困難に直面すると、それだけで心が萎えて、何もできない思いにさせられてしまうことは多い。しかし、人生に困難は付き物である。しかも、試練に置かれていることは、私たちの神もご存じなのだから、主に信頼してへたり込んでしまうのではなく、最後まで最善を尽くすことだろう。そして、いつでも神の助けがある、と信仰の内に奮い立ちたいものだ(7,8節)。

というのも、どんなにやぐらを積み上げ、城壁を築き、大量の武器を作ろうが、奇跡的に介入してくださる神がいなければ、それらは役には立たないからだ。救いは、やはり信仰による。物事を確実に進めてくださるのは神である。その神に対する信仰を持てばこそ、確実に一歩一歩と先に進めるのである。

3.アッシリヤの脅迫

さて侵略国アッシリヤは、イスラエルの神に対する信頼を脅かすために、二つの議論を持ちかけて来た。まず、ヒゼキヤが主の祭壇をたくさん破壊したことが(11-12節)、主の怒りを招いたとする。それは、偶像礼拝の危険性を回避し、礼拝を一極集中化させるヒゼキヤの神に対する誠実さへの挑戦であった(29-31章)。次にアッシリヤは、自分たちの勝利が、敗れ去った敵の神々の無力さ示すものであり、自分の手による功績であるとした(13,14,15,17節)。主は他の神々と同等、さらには人間以下とされたのである。

3.イスラエルの対応

これを受けて、ユダの指導者が祈り始めた。そして転機が訪れた(20節)。主は彼らの絶望の淵にある叫びを聞き、救いの手を差し伸べられたのである(22節)。歴代誌の著者の関心は、祈りに誠実に応える神にある。そして祈りに対する応えは、直ちに事態が転換したことのみならず、それから20年後のセナケリブの死をも含めるものであった。

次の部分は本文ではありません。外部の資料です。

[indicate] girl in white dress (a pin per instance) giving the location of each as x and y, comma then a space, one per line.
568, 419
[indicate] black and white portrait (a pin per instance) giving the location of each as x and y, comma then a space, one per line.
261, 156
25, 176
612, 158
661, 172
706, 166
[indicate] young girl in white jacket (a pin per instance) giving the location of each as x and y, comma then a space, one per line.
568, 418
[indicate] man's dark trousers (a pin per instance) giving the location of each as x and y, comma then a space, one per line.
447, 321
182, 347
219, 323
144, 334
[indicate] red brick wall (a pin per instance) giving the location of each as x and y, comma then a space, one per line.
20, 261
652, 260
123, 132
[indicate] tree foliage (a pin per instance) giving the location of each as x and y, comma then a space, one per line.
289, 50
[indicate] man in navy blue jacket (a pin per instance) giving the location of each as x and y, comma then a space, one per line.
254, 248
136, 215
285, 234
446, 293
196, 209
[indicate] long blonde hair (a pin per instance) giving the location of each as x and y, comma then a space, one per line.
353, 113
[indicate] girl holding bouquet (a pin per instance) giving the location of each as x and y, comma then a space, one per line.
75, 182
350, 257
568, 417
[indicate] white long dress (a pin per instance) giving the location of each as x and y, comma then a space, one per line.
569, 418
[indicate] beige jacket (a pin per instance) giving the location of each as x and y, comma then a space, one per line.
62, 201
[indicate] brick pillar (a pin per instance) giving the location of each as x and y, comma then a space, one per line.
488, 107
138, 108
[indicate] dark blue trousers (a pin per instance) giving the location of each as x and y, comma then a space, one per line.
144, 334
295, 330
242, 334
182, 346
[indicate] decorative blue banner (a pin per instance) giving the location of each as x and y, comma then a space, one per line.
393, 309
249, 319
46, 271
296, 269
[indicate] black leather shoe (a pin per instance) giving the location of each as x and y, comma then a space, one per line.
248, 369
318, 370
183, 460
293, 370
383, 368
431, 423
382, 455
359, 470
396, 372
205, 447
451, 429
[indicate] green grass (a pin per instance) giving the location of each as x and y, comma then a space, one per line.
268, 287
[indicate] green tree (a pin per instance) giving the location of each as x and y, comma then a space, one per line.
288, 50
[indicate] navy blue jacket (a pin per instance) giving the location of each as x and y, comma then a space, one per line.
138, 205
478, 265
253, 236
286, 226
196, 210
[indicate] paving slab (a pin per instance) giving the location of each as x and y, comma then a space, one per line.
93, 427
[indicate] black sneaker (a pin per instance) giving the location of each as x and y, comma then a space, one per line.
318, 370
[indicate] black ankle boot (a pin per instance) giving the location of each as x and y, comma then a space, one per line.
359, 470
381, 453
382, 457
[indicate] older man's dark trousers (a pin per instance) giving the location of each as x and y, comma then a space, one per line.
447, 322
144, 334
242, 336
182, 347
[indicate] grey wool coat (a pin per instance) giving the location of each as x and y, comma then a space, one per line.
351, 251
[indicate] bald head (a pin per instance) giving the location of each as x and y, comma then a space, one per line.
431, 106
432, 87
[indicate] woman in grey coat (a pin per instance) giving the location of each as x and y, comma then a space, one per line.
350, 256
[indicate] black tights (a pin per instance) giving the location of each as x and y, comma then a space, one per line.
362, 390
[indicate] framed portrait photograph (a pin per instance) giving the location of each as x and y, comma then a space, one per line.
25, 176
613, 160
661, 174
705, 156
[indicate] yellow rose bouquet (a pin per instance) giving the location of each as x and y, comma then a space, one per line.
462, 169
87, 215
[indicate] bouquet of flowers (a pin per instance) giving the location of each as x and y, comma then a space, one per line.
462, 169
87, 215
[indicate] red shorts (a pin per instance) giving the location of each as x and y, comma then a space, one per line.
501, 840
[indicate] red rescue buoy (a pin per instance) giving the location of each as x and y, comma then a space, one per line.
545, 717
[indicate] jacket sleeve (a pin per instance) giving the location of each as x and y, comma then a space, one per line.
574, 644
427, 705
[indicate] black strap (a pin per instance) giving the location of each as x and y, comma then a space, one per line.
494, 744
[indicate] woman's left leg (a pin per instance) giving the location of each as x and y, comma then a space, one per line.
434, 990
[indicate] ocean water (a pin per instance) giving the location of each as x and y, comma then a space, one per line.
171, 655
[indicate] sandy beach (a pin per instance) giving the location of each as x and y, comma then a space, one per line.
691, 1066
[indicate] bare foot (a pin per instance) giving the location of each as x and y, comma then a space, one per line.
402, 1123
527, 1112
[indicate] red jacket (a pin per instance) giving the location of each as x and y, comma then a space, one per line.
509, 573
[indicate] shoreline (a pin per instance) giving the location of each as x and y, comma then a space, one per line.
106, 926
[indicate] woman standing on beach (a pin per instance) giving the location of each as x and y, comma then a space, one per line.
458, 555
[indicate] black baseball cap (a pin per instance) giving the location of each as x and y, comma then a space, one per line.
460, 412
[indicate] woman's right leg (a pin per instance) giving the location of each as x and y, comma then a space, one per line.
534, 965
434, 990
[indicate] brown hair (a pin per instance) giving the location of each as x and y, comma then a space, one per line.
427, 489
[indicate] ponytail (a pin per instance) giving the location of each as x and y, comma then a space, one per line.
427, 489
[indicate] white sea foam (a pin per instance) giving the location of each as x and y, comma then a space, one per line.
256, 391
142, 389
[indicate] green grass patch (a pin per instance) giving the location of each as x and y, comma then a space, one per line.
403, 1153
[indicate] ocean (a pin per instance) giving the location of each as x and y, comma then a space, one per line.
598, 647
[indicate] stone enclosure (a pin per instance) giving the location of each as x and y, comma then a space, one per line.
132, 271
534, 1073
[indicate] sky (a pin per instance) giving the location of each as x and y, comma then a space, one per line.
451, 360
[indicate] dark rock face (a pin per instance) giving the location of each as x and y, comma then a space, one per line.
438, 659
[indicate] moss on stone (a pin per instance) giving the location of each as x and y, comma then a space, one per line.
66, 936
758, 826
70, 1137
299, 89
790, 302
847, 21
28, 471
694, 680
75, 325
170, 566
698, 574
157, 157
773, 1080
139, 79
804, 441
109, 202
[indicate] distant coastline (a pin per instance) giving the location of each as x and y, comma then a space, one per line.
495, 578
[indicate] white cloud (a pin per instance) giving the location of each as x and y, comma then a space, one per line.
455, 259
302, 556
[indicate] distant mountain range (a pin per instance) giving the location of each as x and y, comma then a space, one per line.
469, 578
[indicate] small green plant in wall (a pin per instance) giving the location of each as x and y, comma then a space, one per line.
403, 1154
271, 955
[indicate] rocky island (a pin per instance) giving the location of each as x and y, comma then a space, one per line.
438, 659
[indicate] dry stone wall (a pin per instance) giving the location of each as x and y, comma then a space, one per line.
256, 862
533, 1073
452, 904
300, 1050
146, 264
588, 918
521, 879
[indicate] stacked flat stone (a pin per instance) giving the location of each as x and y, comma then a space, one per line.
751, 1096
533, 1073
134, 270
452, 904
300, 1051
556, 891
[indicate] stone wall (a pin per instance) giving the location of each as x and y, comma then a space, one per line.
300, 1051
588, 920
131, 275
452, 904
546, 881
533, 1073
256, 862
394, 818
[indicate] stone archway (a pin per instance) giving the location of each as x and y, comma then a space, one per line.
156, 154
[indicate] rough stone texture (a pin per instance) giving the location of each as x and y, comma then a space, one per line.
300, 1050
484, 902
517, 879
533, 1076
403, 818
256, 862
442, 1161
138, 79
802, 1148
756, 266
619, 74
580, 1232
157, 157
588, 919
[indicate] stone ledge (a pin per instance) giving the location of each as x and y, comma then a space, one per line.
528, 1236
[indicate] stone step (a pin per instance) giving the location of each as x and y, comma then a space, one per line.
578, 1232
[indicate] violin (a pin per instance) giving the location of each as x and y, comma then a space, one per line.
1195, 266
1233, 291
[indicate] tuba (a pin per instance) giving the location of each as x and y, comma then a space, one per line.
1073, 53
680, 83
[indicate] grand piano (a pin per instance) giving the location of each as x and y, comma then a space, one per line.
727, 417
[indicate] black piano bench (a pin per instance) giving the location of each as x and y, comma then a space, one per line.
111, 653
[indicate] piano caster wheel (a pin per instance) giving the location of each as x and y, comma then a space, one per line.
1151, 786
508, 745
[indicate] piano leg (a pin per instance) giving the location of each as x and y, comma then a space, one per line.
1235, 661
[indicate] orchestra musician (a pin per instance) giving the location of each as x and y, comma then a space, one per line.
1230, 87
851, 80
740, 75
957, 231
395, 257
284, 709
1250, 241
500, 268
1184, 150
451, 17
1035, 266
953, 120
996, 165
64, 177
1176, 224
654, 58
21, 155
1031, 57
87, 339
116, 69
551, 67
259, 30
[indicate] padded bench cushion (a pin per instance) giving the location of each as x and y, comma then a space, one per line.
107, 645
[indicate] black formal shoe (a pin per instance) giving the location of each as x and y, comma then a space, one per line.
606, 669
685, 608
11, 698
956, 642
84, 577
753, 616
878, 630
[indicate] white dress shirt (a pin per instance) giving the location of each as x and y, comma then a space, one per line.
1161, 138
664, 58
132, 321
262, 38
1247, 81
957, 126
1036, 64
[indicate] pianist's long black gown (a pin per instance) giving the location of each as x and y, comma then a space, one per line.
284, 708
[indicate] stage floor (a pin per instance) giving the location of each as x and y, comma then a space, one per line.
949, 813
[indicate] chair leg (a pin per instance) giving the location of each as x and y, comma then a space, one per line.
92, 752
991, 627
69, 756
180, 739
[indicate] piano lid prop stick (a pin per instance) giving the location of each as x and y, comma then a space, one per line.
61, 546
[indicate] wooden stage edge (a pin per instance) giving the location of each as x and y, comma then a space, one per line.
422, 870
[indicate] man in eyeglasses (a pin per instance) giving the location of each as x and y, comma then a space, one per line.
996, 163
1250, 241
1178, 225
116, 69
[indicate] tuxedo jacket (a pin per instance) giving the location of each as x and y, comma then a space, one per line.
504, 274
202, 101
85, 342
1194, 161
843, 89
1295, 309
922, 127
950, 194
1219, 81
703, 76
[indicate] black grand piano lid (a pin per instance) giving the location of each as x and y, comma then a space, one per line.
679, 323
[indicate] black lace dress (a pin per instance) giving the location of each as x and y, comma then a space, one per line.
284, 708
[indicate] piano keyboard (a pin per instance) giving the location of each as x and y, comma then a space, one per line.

こうしてヒゼキヤは、人々に尊敬の目で見られるようになったが、勝利は、ヒゼキヤの知恵にも指導力にもよらず、ただ神の恵みによるものである。だが、ヒゼキヤは高ぶっていく。うまく物事が進むのは、私たちの能力以上に、神の恵みの現れである事実に立ちたい。そして自分の過ちに気づいたならば、いつでも神の前に遜る者でありたい。神は遜る者とともにおり、遜る者を祝される。それが後半のメッセージである。

ともあれ、危機に立たされた時にこそ、信仰が問われ、神に対する姿勢が問われる。危機は人生にいくらでもありうると、力強く前進する歩みを歩ませていただきたい。